The fat man stuck his head inside the Mazda and pulled her pipe out of the ashtray. He grabbed a lighter off the dashboard and took a big hit off the pipe. He stood under a dim streetlamp, exhaling pot smoke and laughing.
“You got a prescription for medical marijuana?” he said. “Cuz’ if you don’t, that’s some more trouble you’re looking at.”
He laughed so hard he farted. Marcheta looked up at him and tried to say something, but another stream of vomit turned her speech into an incomprehensible gurgle.
“What’s that you say?” said the fat man.
He reared back and kicked her in the ribcage once more. Marcheta gasped for air, tried to stagger to her feet, to face him with the last bit of rage and dignity left in her broken little frame. As she struggled to stand up, fat Tommy grabbed her by the hair and sent her head smashing into the rear passenger window, which cracked neatly in half but didn’t shatter.
“You can probably have that fixed,” said Tommy. “The window, I mean. Your face is most likely beyond salvaging.”
Marcheta coughed and spat up some more blood.
“This might be a bad way to die,” she gurgled, “but the way you live, Tommy, it’s worse than dying.”
The fat man laughed.
“Oh, I’m not gonna kill you, honey,” he said. “I just want you to have a few scars to remember me by. Unless you’d like to grab your cell and call the cops, who’ll just be friends of mine anyway, and who’ll end up finding weed and meth in your car and assume that you just had a nasty little spat with your pimp.”

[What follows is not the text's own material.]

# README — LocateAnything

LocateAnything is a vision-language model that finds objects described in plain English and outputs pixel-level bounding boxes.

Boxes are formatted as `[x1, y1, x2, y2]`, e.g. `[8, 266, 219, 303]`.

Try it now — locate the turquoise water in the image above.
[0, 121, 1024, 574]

“Fuck you, Tommy,” she said, “you evil motherfucker.”
Tommy stood over her pummeled body.
“I’m a nasty piece of work, baby,” he said. “That much is true. But at least I ain’t some used-up piece of beaner trash that’s fucked her way through half of Duarte. You’re a fuckin’ disgrace, you filthy tramp. And you’re an uppity cunt to boot.”

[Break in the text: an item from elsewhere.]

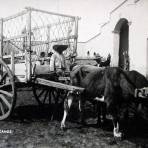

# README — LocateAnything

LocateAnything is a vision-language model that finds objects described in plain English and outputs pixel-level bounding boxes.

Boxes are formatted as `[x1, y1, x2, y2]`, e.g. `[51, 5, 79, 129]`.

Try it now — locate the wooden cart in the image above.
[0, 8, 83, 120]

Marcheta lay there wailing, the pain and grief of an impossible and unfair existence having come to a head in this moment of pitiless and unmerited chastisement. It was a churning wail that throbbed and ebbed and manifested itself as an ugly truth that was starting to make the fat man uncomfortable. He needed to bury that feeling, so he went back to the trunk, which was still open, and grabbed a tire iron. He took it and walked past Marcheta up to the front of the car and slammed it down hard into the Mazda’s headlight.
“That’s a violation, you dumb bitch.” He said. “You should care more about the safety of other drivers. Have that fixed, or else I’ll be ‘round to pay you another visit.”

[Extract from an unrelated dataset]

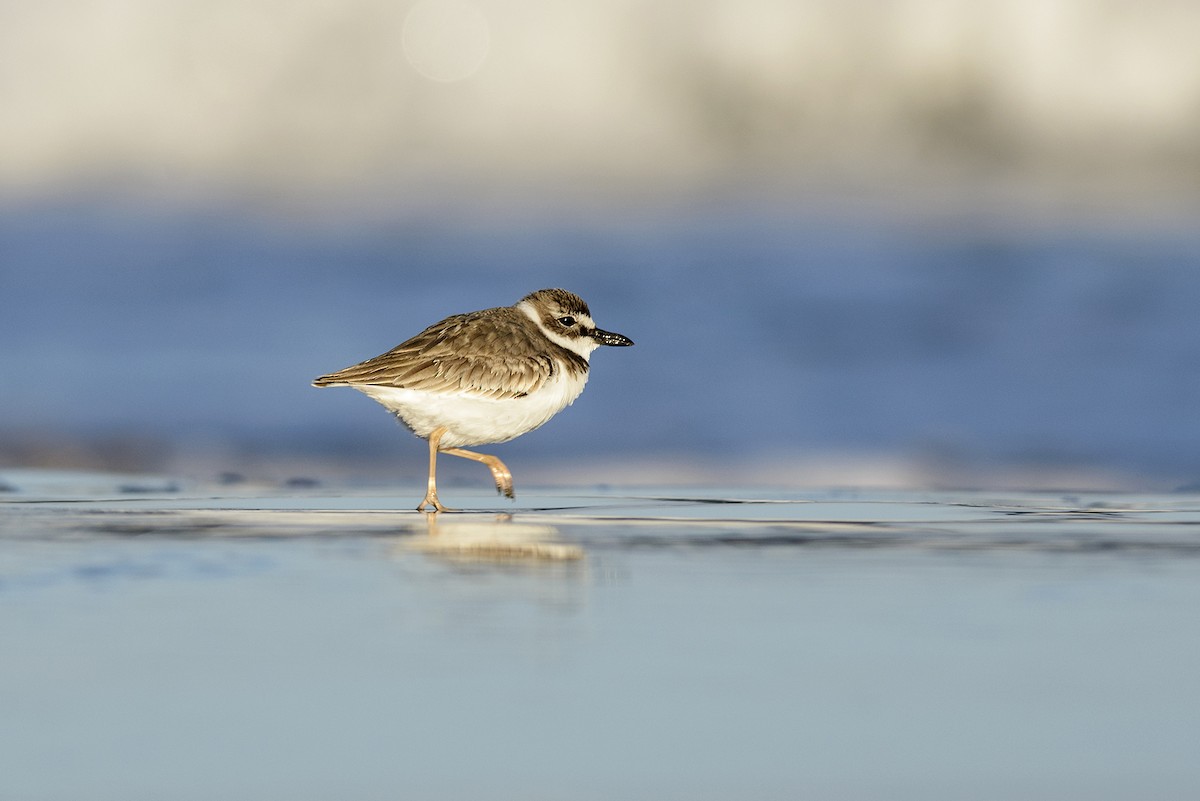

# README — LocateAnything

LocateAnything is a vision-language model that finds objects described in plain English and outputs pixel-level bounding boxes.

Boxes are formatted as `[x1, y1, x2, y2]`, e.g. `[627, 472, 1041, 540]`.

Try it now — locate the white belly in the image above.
[352, 371, 588, 447]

He dropped the tire iron at her feet and said:
“You’d best pick up a box of bandages on the way home. You look a fright…”
He laughed and got back into the Ford. It seemed to Marcheta that he sped away rather hastily, which he did: he had just seen Dr. Tsu’s Mercedes pass by, and he hurried to follow it onto the 60 westbound.
Marcheta watched as the Ford disappeared down Asuza Avenue. She reached over and grabbed the tire iron and then struggled to her feet. She looked down at where she had been lying and noticed an outline of little red drops, kind of like a chalk outline at a crime scene, only drawn in blood, a little bloody red halo that formed in the place where her head had been resting. She tossed the tire iron into the trunk and got back behind the wheel. She stared in the rearview mirror and noticed that the lid of her left eye was so badly lacerated that it resembled nothing more than the remains of a bulldozed cherry tomato. For four or five minutes, she simply sat there, weeping, and after she was all cried out, she reached for her cell phone. For a second, she actually considered calling the cops. Then, thinking the better of it, she set the phone down and started the Mazda and drove home in the early evening darkness to cook dinner for her two kids, one of whom was autistic.